Natural Remedies - Healing with Medicinal Herbs
Eye Problems
The eye is the sensory organ of vision, the most vital human sense, enabling about 80% of our perception of the world. Vision significantly influences mental and physical development, social relationships, happiness, and satisfaction.
The loss of no other organ is as devastating as the loss of an eye. Folk sayings, oaths, and curses like “my eyes,” “by my eyes,” or “may you go blind” reflect the profound importance of vision.
Nature protects this vital organ well. Eyes are housed in bony sockets, shielded by eyelids, eyebrows, and eyelashes. Tear glands, sebaceous glands, muscles, and blood vessels support and maintain visual function.
“Red eye” or “burning eye” is the most common eye discomfort. Only a small fraction of people with red eyes seek medical help. Redness and a burning sensation are the hallmark signs of conjunctivitis, an inflammation of the eye’s mucous membrane.
Acute conjunctivitis typically begins with itching, tearing, and burning. Often, there’s a sensation of a foreign body in the eye. Symptoms worsen at night when tear production decreases, creating a gritty or sandy feeling in the eyes.
When the lower eyelid is pulled down, the inner eyelid’s mucous membrane appears slightly swollen and bright red. The sclera’s mucous membrane shows dilated blood vessels, visible as wavy red lines extending to the cornea’s edge, giving the eye a red appearance, hence the term “red eye.”
Many experience occasional or persistent visual disturbances, described as spots, shadows, dots, or sparkles in or before the eyes. These are usually transient and harmless, often linked to other conditions where the eye remains healthy.
A medical examination is essential for persistent issues, especially if “dark spots” or “dark patches” appear in part of the visual field, as these may signal serious conditions like brain tumors or hemorrhages.
Black and white spots, especially with dizziness, may occur in older adults after sudden head movements.
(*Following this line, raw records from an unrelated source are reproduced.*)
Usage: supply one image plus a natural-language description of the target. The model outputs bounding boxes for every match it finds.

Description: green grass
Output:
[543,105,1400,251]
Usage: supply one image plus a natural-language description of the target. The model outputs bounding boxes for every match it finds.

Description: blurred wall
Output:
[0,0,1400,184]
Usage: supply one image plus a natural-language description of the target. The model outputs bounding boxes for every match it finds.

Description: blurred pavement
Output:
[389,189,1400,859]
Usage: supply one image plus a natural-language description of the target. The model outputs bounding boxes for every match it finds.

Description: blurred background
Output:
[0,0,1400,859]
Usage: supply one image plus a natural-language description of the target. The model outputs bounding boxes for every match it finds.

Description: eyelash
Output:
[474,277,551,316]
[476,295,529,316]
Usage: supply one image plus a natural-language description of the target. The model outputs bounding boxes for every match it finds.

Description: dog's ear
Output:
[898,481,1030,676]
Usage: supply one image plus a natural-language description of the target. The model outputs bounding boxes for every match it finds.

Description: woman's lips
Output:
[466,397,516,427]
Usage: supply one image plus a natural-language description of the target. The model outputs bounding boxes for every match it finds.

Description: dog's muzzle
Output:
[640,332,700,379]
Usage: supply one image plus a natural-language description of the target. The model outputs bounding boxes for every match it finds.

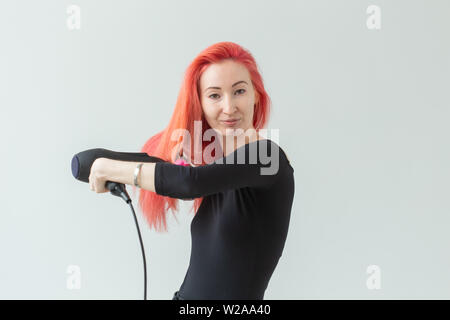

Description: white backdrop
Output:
[0,0,450,299]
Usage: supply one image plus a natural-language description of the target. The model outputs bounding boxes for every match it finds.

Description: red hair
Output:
[133,42,271,231]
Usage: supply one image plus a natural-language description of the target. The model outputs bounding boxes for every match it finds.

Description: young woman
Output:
[89,42,294,300]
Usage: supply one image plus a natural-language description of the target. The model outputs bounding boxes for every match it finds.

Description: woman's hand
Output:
[89,158,109,193]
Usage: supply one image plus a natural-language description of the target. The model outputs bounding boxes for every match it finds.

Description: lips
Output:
[222,119,239,126]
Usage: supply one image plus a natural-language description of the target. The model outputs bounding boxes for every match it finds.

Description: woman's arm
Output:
[100,158,155,192]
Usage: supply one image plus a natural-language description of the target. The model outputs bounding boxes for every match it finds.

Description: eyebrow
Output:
[205,80,248,91]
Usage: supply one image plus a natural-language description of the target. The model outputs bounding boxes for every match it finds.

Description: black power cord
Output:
[106,181,147,300]
[129,200,147,300]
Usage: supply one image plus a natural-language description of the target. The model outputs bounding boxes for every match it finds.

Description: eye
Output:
[209,89,245,99]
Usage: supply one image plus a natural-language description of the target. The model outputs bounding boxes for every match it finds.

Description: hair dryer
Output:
[68,148,164,300]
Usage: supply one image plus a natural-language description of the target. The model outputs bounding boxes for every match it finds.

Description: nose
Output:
[222,94,236,114]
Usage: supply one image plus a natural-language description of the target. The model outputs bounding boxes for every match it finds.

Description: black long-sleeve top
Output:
[155,139,294,300]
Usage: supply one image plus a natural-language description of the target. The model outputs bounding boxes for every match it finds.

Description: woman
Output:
[89,42,294,300]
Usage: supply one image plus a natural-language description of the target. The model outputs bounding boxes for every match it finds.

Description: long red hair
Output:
[133,42,271,231]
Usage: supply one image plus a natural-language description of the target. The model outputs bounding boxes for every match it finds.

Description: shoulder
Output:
[258,139,290,162]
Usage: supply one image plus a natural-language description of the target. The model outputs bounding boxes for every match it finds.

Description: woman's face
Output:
[200,60,258,136]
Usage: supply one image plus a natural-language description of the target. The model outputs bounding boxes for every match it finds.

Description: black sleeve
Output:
[155,140,284,199]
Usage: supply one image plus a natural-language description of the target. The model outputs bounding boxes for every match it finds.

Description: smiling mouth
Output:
[222,119,240,126]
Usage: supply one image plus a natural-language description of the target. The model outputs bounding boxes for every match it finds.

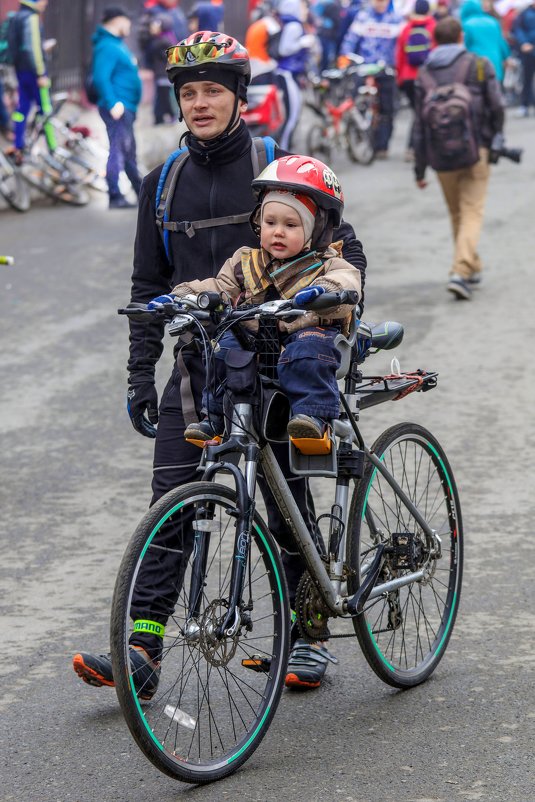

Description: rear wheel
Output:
[348,423,463,688]
[111,482,290,783]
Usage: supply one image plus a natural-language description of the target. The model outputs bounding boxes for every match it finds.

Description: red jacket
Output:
[396,17,436,86]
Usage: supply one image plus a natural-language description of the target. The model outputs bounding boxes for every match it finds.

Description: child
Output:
[149,155,361,441]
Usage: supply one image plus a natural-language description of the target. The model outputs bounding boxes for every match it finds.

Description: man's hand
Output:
[126,382,158,437]
[294,285,325,306]
[147,295,177,309]
[110,100,124,120]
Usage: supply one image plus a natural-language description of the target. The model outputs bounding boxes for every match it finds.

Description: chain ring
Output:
[295,571,331,641]
[199,599,239,668]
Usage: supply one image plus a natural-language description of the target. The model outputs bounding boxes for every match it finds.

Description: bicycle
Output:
[0,150,30,212]
[305,56,377,165]
[111,292,463,783]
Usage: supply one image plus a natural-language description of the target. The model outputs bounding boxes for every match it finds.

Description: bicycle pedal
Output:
[290,427,332,456]
[241,654,271,674]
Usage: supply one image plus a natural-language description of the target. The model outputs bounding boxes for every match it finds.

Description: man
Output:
[414,17,504,300]
[340,0,402,159]
[460,0,511,83]
[92,6,142,209]
[512,1,535,117]
[9,0,56,164]
[74,32,366,687]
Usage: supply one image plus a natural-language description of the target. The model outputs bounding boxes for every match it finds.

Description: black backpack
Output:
[418,57,484,172]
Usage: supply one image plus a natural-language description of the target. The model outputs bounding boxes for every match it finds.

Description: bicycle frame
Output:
[188,378,440,638]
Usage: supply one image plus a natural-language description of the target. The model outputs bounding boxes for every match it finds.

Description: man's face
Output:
[179,81,245,140]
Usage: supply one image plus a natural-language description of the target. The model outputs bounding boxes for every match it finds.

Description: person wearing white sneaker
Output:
[414,17,504,300]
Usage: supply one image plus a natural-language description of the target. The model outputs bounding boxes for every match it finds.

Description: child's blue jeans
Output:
[203,326,340,419]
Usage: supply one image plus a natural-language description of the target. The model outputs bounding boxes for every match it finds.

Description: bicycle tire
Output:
[20,158,90,206]
[111,482,290,783]
[348,423,463,688]
[306,125,331,161]
[0,153,30,212]
[346,118,375,167]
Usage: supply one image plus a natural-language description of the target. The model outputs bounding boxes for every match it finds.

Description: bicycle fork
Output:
[186,404,260,640]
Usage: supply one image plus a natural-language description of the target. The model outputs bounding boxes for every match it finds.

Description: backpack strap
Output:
[156,148,189,262]
[156,136,276,261]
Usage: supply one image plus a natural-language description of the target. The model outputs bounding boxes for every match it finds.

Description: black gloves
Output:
[126,382,158,437]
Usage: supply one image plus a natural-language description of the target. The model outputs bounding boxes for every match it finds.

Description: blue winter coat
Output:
[513,6,535,47]
[340,6,402,67]
[460,0,510,82]
[92,26,142,112]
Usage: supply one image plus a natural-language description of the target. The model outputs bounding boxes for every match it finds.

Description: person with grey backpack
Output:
[414,17,504,300]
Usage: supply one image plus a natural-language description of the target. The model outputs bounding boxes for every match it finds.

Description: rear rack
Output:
[355,369,438,409]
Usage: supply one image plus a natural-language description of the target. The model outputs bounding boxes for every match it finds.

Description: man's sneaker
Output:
[287,415,326,440]
[72,646,161,700]
[184,418,224,443]
[446,273,472,301]
[285,638,338,689]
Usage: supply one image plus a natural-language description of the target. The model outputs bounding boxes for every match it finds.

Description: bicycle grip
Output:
[306,290,359,312]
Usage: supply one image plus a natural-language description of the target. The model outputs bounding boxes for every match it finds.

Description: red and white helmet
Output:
[251,155,344,226]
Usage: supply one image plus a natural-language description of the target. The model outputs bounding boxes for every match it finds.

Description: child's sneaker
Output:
[287,415,327,440]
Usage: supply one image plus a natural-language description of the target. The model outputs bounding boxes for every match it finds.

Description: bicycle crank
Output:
[295,571,331,641]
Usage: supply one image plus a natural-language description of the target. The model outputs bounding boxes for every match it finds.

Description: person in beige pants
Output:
[414,17,504,300]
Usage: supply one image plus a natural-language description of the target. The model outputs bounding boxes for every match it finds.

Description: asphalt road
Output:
[0,111,535,802]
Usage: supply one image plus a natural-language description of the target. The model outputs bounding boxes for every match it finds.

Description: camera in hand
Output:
[489,133,523,164]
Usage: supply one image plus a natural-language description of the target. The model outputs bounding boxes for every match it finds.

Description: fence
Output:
[0,0,248,91]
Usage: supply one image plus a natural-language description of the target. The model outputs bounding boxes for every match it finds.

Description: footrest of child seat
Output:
[289,426,338,477]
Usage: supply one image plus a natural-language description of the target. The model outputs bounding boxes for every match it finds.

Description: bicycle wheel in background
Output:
[20,154,90,206]
[111,482,290,783]
[346,111,375,166]
[348,423,463,688]
[0,152,30,212]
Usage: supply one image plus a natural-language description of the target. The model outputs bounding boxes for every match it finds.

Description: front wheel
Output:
[348,423,463,688]
[111,482,290,783]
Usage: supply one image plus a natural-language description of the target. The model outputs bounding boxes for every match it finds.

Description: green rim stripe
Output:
[366,624,396,671]
[435,591,457,654]
[427,443,453,498]
[134,618,165,638]
[227,705,271,766]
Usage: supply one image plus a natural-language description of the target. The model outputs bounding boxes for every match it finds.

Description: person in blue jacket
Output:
[8,0,56,159]
[460,0,510,83]
[512,0,535,117]
[340,0,402,159]
[92,6,142,209]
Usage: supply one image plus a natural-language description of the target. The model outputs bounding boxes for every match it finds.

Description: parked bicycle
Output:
[111,292,463,783]
[0,150,30,212]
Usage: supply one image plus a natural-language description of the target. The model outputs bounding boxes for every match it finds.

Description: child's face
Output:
[260,201,305,259]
Age-related changes in cervical vertebrae can narrow blood vessels supplying the brain, causing temporary reduced blood flow and such symptoms.
Sparkling, flickering, or dark patches in half the visual field can occur with migraines, accompanied by severe headaches affecting one side of the head, moving shapes, rainbow colors, light sensitivity, and episodic symptoms that resolve when the headache subsides.
Colored vision, where all objects appear tinted in one color, including colorless ones, is abnormal and always requires medical attention. Yellow vision (xanthopsia) is most common, seen in jaundice or digitalis poisoning (a heart medication). Blue vision is rare, linked to alcohol poisoning or neurosyphilis. Red vision is more frequent, associated with vitreous hemorrhage or snow blindness. Colored vision can follow lens removal surgery or pupil-dilating eye drops, especially when looking at smooth surfaces. Even blind individuals may report seeing colored lights, likely due to stimulation of the brain’s visual center.
Blindness is the loss of vision. Complete blindness is the inability to distinguish light from dark in both eyes, though it may affect only one eye. Blindness is more often caused by conditions acquired after birth. Historically, gonorrheal eye infection, a purulent conjunctivitis with corneal ulcers, was a leading cause, contracted during birth from an infected mother.
Sudden blindness, typically affecting one eye, results from eye injury or blockage in the main artery supplying the retina. If a blood clot, air bubble, fat droplet, or cell clump blocks the artery, retinal cells lose oxygen, causing instant blindness. Acute glaucoma, a sudden increase in eye pressure, can also cause rapid blindness within minutes.
Night blindness, or “chicken blindness,” severely reduces vision in low light, though vision is normal in daylight. Affected individuals complain of symptoms at night or feel lighting is too dim. The most common cause is vitamin A deficiency.
Since normal diets typically provide sufficient vitamin A, night blindness occurs mainly during famine, extreme or poor diets, or rarely in spring due to low vitamin A in winter foods. It can be treated within hours with vitamin A-rich foods or within minutes with vitamin A injections.
The eye distinguishes many colors via specialized retinal cells called cones, sensitive to red, green, and blue. All other colors result from mixing these. If cones for a specific color are absent, that color cannot be distinguished. Acquired or inherited conditions may cause total or partial color blindness.
Color blindness, named after chemist and physicist Dalton who first described it, is called daltonism. Total color blindness is monochromatism. Inability to see red is protanopia, green is deuteranopia, and blue is tritanopia. Red-green color blindness is the most common.